I am a born-and-bred direct marketer. I learned about direct mail from the legends of the industry—Ed Mayer, John Yeck, Paul Sampson and Rose Harper—at a seminar for college marketing students sponsored by the Direct Marketing Association in the 1970s. And though I often recommend social media and other marketing strategies to clients of my marketing agency, direct mail is still my first love.
Like all direct marketing practitioners, I've been dismayed to watch the U.S. Postal Service (USPS) struggle for survival. As the organization tries to right its ship by cutting costs, it's also trying to grow revenue by drumming up new business from mailers. That's the right thing to do, but perhaps not the way the USPS is doing it.
Case in point: the latest USPS direct mail campaign mailed to my marketing firm this week. Here's where the USPS went wrong and how to avoid this mistake in your smart marketing strategy.

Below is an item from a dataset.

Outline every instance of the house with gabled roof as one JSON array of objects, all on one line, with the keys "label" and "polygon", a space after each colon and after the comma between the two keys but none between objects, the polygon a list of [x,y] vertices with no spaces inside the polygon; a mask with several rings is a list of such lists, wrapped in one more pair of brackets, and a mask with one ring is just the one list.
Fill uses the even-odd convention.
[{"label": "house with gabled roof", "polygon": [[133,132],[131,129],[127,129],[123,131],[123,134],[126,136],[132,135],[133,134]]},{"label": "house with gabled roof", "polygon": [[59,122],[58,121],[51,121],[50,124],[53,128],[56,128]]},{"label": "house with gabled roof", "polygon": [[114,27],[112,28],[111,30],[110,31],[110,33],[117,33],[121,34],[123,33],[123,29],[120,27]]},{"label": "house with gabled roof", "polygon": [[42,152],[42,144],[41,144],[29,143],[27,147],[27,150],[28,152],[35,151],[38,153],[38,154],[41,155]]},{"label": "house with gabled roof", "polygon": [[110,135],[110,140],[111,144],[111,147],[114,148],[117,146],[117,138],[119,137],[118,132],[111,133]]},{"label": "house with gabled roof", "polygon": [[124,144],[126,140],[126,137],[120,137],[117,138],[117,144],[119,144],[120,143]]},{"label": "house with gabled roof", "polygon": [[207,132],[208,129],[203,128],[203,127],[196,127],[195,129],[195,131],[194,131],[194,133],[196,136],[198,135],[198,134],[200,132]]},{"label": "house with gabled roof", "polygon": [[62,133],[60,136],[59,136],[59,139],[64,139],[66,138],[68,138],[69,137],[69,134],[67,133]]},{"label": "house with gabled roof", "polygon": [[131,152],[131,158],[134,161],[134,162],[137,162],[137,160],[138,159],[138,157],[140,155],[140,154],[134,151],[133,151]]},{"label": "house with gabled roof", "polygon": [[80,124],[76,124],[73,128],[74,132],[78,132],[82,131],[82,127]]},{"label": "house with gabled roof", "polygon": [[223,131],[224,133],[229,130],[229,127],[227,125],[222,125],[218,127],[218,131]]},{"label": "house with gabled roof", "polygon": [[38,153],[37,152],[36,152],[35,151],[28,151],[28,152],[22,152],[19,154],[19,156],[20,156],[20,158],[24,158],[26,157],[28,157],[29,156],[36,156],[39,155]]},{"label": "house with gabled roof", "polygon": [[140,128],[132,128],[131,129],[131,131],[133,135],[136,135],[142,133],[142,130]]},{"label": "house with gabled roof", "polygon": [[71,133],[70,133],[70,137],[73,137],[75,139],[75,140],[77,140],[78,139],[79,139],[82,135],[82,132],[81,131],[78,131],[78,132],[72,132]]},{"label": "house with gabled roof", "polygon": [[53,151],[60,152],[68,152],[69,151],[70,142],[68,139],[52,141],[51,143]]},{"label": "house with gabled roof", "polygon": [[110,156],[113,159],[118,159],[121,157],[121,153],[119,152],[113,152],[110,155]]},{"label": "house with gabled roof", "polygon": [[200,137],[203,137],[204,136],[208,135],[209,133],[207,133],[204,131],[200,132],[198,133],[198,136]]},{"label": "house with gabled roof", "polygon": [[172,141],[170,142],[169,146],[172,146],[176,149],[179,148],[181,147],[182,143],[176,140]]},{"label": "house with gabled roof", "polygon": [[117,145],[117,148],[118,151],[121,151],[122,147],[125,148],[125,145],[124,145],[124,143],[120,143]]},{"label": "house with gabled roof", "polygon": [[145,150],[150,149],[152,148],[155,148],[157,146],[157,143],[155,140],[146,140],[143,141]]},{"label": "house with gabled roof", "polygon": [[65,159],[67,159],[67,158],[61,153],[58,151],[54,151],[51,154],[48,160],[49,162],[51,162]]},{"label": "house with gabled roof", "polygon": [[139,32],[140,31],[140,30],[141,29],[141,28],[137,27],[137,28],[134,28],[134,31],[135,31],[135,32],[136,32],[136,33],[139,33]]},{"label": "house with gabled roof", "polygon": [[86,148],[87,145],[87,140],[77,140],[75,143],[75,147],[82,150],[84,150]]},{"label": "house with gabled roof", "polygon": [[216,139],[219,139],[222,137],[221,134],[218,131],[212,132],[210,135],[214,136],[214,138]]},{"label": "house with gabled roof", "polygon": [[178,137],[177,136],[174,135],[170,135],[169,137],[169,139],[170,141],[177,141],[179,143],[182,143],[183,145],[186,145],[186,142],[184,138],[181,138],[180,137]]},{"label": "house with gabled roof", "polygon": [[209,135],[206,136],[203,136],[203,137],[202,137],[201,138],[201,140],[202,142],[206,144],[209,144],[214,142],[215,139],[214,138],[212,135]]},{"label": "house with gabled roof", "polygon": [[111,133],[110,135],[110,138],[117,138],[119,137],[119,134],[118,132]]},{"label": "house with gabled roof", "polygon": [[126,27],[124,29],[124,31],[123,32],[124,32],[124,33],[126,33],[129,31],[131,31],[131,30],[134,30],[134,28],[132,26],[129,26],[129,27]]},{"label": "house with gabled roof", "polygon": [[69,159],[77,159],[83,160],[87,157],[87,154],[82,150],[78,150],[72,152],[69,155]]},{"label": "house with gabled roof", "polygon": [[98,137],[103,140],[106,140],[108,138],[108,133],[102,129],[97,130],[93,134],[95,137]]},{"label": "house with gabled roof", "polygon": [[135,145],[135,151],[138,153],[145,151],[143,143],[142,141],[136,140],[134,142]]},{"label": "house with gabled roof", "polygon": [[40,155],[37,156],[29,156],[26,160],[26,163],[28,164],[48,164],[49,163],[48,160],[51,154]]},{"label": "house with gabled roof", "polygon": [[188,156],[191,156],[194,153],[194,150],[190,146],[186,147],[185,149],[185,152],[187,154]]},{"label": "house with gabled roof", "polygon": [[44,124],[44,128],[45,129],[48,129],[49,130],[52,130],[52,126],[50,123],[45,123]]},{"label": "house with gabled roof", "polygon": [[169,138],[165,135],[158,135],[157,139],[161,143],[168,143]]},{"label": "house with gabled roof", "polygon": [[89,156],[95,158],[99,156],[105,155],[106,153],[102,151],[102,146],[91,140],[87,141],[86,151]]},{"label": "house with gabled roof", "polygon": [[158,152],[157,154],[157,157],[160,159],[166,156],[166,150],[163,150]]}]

Nice mailing, terrible list prep. The USPS is using direct mail to promote its shipping services to businesses, and they've done a lot of things right with their latest direct marketing campaign. They've selected the right target market and the right service, created an attractive, three-panel self-mailer and made a good offer: a free shipping kit. There's a strong call to action, a personalized URL (PURL), and a QR code, many of the elements of effective business-to-business direct mail.
So what's wrong with the mailing? The addressing. Our marketing agency got five copies of this promotion, and all were addressed to us at our old office suite number, though we moved three years ago. Even worse, only two were correctly addressed to individuals who still work here. Two were sent to me, one correctly addressed and one to Gean Gianfagna, an erroneous spelling of my name from an old list that never seems to go away.
Two others were addressed to former employees who moved on more than five years ago. One of these former staff members got the mailing in her maiden name and she's been married for 10 years.
Yes, we received all the mail, so they effectively delivered it, and that's to their credit. But how effective is the message when it's sent to the wrong people? Especially people who are no longer at the address?